Mookherji emphasized the importance of context, which sometimes gets removed in the course of analysis. At that point it becomes necessary to look at theory again and understand the effects of context. Common elements across different contexts can serve as a form of triangulation, she said, even though each setting also can have discordant elements.
In response to a question, Kelly described the process in general of arriving at consensus on the IOM committees. Recommendations are often the areas where the strongest resonance emerges among committee members, as well as areas that are most important for the study. Reports also contain information that is not necessarily at this level, though all committee members have to agree to author the final report. In some areas, it may be possible only to state findings and not progress to conclusions or recommendations.
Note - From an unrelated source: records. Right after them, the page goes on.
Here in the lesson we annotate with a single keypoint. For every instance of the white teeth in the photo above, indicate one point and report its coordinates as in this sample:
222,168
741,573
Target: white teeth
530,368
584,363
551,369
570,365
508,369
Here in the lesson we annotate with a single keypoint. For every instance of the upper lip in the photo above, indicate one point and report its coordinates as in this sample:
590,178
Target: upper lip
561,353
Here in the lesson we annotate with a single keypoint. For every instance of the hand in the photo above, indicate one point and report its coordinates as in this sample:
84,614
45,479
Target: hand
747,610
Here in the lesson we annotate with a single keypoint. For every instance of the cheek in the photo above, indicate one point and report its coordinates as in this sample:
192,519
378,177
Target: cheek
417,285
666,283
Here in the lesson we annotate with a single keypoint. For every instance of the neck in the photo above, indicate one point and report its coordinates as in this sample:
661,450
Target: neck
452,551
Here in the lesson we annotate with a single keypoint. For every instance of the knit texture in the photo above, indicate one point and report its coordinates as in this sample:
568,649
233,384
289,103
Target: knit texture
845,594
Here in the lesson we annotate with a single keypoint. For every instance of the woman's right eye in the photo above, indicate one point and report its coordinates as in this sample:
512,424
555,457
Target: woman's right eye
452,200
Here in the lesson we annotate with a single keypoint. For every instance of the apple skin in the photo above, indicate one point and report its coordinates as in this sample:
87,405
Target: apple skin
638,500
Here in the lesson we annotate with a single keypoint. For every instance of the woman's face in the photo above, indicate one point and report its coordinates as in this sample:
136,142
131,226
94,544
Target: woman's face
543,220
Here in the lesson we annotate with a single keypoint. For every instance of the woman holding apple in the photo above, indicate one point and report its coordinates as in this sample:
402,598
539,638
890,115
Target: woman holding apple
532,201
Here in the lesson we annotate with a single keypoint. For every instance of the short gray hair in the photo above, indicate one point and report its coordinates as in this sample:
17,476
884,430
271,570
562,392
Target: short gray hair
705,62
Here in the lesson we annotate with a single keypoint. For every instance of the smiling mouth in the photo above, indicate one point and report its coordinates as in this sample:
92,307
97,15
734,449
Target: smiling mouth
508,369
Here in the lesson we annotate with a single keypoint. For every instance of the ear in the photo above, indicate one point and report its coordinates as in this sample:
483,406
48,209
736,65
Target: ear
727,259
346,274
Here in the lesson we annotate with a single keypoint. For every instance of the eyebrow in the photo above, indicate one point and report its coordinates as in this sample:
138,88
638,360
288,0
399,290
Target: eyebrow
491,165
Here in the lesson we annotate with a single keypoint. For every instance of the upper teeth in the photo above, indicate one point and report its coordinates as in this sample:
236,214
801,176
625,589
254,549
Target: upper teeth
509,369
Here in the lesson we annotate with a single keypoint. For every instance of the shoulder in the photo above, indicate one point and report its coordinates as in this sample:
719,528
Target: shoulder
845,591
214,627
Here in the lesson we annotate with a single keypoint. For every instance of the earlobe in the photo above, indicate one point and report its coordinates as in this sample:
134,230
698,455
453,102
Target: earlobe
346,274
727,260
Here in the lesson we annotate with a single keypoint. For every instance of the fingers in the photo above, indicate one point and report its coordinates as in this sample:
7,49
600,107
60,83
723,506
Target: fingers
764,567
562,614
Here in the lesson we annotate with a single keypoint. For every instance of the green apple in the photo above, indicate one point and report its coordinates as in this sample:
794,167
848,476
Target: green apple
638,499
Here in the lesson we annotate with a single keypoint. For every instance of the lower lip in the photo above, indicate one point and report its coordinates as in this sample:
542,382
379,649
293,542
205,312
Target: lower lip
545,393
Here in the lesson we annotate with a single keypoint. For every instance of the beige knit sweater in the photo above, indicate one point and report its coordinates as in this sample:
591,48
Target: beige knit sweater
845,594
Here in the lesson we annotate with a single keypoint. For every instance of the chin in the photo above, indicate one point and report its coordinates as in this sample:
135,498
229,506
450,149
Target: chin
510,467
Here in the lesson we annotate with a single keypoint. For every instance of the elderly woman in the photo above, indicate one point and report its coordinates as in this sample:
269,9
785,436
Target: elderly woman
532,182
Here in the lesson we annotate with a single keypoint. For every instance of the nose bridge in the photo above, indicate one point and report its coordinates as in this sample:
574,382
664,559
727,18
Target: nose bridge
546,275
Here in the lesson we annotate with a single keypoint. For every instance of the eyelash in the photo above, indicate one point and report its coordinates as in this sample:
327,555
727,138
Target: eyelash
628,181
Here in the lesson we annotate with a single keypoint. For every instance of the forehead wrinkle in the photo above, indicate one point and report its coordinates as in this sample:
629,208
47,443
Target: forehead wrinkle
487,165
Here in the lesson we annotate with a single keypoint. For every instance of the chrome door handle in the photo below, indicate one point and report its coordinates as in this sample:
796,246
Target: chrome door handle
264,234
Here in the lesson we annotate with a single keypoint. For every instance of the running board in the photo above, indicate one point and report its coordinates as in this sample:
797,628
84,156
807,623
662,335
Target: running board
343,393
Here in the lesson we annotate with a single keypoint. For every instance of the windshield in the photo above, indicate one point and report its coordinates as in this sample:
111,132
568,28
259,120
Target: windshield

Panelists also discussed the need for rigor when using mixed methods. Data gathering and analyses need to be as transparent as possible, said Mookherji, even if they are never completely reproducible. Publishing a protocol in advance and sticking to it is one way to achieve rigor, Goodman noted, but in an evaluation the protocol may need to change if the pathway to impacts is unclear. Data gathering and analysis may need to be iterative, though this process also can be documented. Simon observed that the level of rigor required for decision making and program improvement is not a fixed entity. Evaluators do the most rigorous analysis necessary to meet the needs of a program, and that level is highly variable. “Often we allow rigor to get in the way of utility and usefulness,” he said.